Now factor the fraction of time
spent on a page view online compared to the average time spent on a page in a magazine, and you’ll recognize the absence of any window of time for an online ad to visually tell a brand’s
story. Making matters materially worse, we throw multiple ad spots at the problem, fracturing what little attention consumers donate for us to parlay.
All this is compounded by the
lean-forward mentality of users with attention deficits and strained metacarpals, and you can see our identity crisis. We want to be bought for something we’re clearly not.
The
truth is, we want to hear that an online campaign is meant to drive more ambiguous branding goals, so we don’t have to rely on pure back-end performance metrics to validate a campaign's
value. Yet from our very beginning, we sold ourselves as a medium of measurement -- and therein lies our industry’s identity crisis. We want our clients to think of us as a branding
medium, and they think of us as a direct-response vehicle -- leaving us wandering into sales calls like a twentysomething struggling to choose his path in life.
It's only when you really know
who you are that others truly gain from knowing you. We don’t know who we are. So we wear these multiple hats, which is an antiquated sales approach that confuses our clients and
ourselves. It’s time we pick one hat to wear that shows our truest color. We are not a branding medium -- and yet we are more than a direct-response one. Our true identity lies smack
in the middle: We are a promotional medium.
Our unique advantage beyond measurement has always been immediacy and scale. We can get an advertiser’s message
in front of hundreds of millions of people in just a few days. It is our greatest strength relative to other media, and aligns us perfectly for dollars from the biggest brands in the world, who spend
on product promotions that need to cume awareness quickly and then count the stuff that happens. That’s who we are. Our ability to create “promotional ideas” from a blank
whiteboard for our clients plays perfectly with this clearly articulated value proposition.
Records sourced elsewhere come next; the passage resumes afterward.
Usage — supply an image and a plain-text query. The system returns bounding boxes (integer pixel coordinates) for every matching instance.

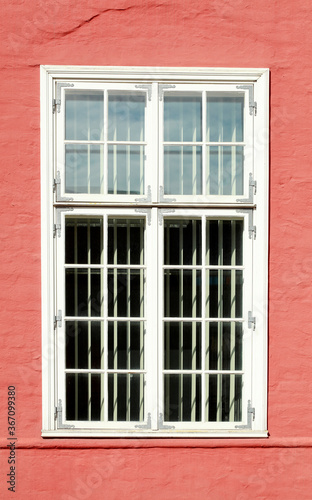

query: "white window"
[41,67,268,437]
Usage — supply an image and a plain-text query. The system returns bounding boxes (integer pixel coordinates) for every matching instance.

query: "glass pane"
[164,94,202,142]
[207,146,244,195]
[206,269,243,318]
[164,269,201,318]
[65,269,103,316]
[207,96,244,142]
[108,93,145,141]
[65,144,103,194]
[108,146,145,194]
[66,373,104,420]
[164,146,202,195]
[108,219,145,265]
[164,374,201,422]
[107,269,144,317]
[164,321,201,370]
[164,219,202,265]
[108,321,144,370]
[205,375,243,422]
[65,90,104,141]
[66,321,104,369]
[206,322,243,370]
[65,217,103,264]
[108,373,144,422]
[206,219,244,266]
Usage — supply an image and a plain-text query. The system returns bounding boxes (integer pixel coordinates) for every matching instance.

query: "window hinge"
[158,83,176,101]
[236,173,257,203]
[52,82,74,113]
[134,413,152,429]
[236,85,257,116]
[54,309,62,330]
[158,413,175,429]
[135,84,152,101]
[53,170,74,201]
[235,399,256,429]
[236,208,257,240]
[248,311,256,330]
[54,399,75,429]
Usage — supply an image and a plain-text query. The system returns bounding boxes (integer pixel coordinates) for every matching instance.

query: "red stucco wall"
[0,0,312,500]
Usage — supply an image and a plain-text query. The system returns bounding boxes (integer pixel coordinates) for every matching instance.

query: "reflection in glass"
[164,269,201,318]
[164,146,202,195]
[164,374,201,422]
[108,93,146,141]
[164,219,202,265]
[164,94,202,142]
[65,144,103,194]
[205,374,243,422]
[66,373,104,421]
[65,90,104,141]
[108,145,145,194]
[108,373,144,422]
[206,321,243,370]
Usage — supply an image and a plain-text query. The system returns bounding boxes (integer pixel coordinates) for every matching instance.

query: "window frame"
[41,66,269,437]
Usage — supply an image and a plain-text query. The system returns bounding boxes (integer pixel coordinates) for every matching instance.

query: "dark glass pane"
[164,219,202,265]
[164,322,201,370]
[108,373,144,422]
[108,321,144,370]
[164,374,201,422]
[164,269,202,318]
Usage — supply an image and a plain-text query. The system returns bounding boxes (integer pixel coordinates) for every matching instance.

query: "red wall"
[0,0,312,500]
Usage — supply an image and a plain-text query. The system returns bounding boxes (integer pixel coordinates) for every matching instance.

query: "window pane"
[207,146,244,195]
[164,219,202,265]
[108,219,145,265]
[66,373,104,420]
[107,269,144,317]
[206,322,243,370]
[205,374,243,422]
[206,269,243,318]
[65,217,103,264]
[108,321,144,370]
[164,321,201,370]
[108,373,144,421]
[207,96,244,142]
[206,219,244,266]
[65,144,103,194]
[65,90,104,141]
[108,145,145,194]
[164,95,202,142]
[65,268,103,316]
[164,146,202,195]
[164,374,201,422]
[108,93,146,141]
[66,321,104,369]
[164,269,201,318]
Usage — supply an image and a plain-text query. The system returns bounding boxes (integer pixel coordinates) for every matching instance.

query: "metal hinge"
[235,399,256,429]
[54,309,62,330]
[248,311,256,330]
[158,413,175,429]
[135,84,152,101]
[158,83,176,101]
[53,170,74,201]
[134,413,152,429]
[52,82,74,113]
[236,173,257,203]
[236,85,257,115]
[54,399,75,429]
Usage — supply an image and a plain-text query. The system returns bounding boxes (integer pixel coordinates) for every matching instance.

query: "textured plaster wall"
[0,0,312,500]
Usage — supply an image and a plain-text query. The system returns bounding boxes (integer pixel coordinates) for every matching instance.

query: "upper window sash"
[54,80,255,205]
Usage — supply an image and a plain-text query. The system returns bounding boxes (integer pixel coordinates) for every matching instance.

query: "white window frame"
[41,66,269,437]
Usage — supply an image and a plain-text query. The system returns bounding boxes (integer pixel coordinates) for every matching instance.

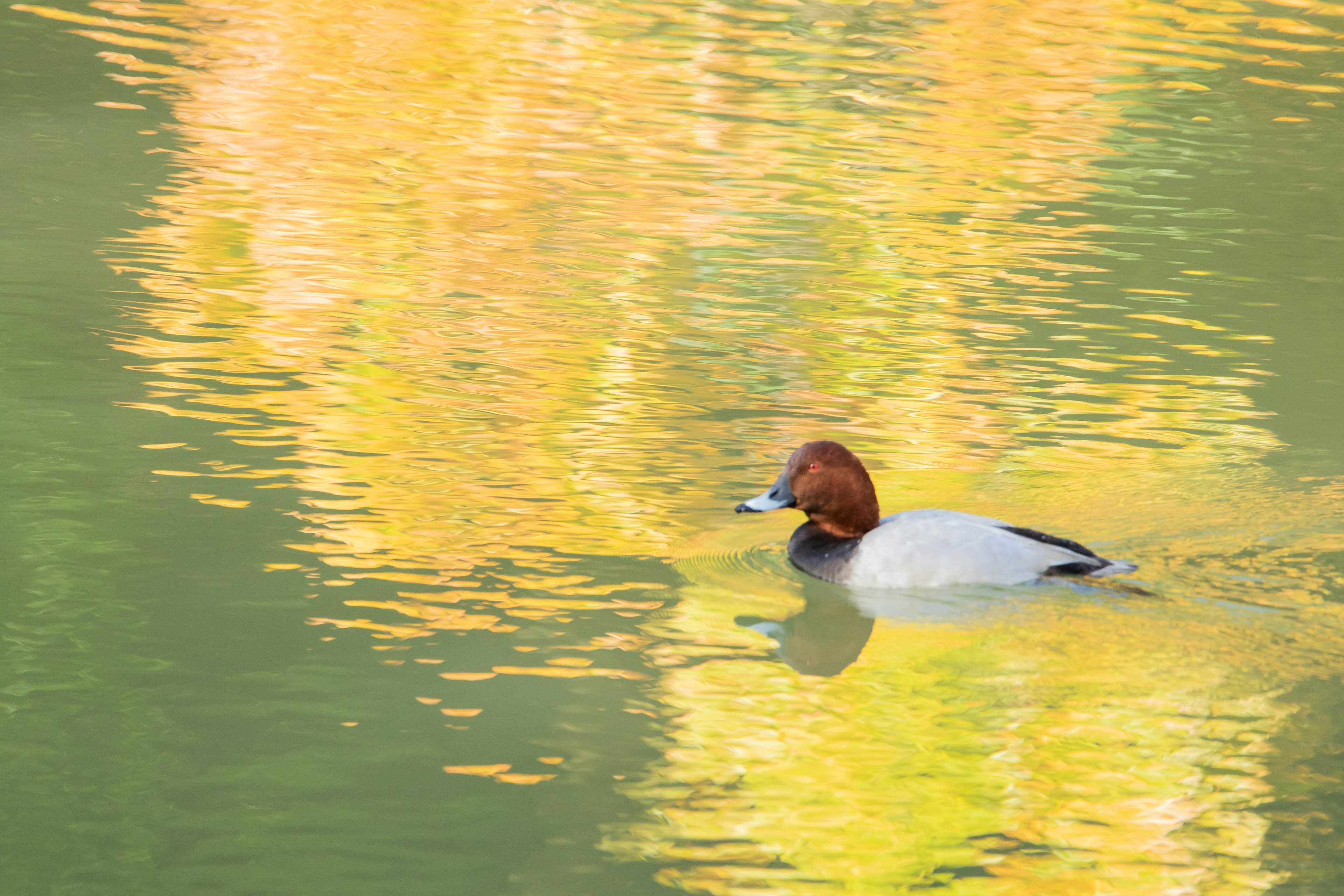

So what’s holding us back? Us, of course. To be seen as a powerful promotional
medium -- which is a clear step up from a direct-response medium and shy of our distorted branding aspirations -- we must fix how clients look at us, literally.
Parading out oversized
“all-star” ads won’t get it done unless we fundamentally change page views to display one single advertiser at a time. That advertiser can use multiple ad units to convey its
promotional message -- but when you have more than one brand talking at the same time on the same page view, no one listens, and clients don’t feel any pats on their backs.